To a seller, it might seem like the appraiser primarily walks around the house, makes a bunch of notes, and takes some measurements. But as Spurgeon points out, you only see about 10% of the appraisal process — the part that occurs during the inspection. But there is plenty of behind-the-scenes work that happens after the appraiser leaves the property.

“The remaining 90% of the appraisal happens off-site, and consists of traveling, conducting courthouse research for both the subject property and comparable properties, generating the physical report, and analyzing the sales data,” he explains.

Data is the cornerstone of a thorough, quality appraisal — the majority of the fee paid to an appraiser goes toward market research and data collection/analysis.

And you get what you pay for when it comes to ordering an appraisal.

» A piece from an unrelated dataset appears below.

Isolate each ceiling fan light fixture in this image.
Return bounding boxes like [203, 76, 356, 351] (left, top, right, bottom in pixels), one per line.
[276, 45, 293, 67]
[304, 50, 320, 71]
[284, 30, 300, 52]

Spurgeon has found that lower-cost appraisals tend to have older sales comparables that have not been properly verified or confirmed. “Many times, the fee can be directly correlated with the quality of the appraisal,” he notes.

Massey recommends seeking recommendations from your agent or other sellers to find an appraiser who is familiar with properties like yours and can answer any questions you might have.

“Don’t just hire based on the cheapest and fastest, for the simple reason that an appraiser who does not know how to value their own time and expertise may well not be the best to handle the value on the real property,” she says.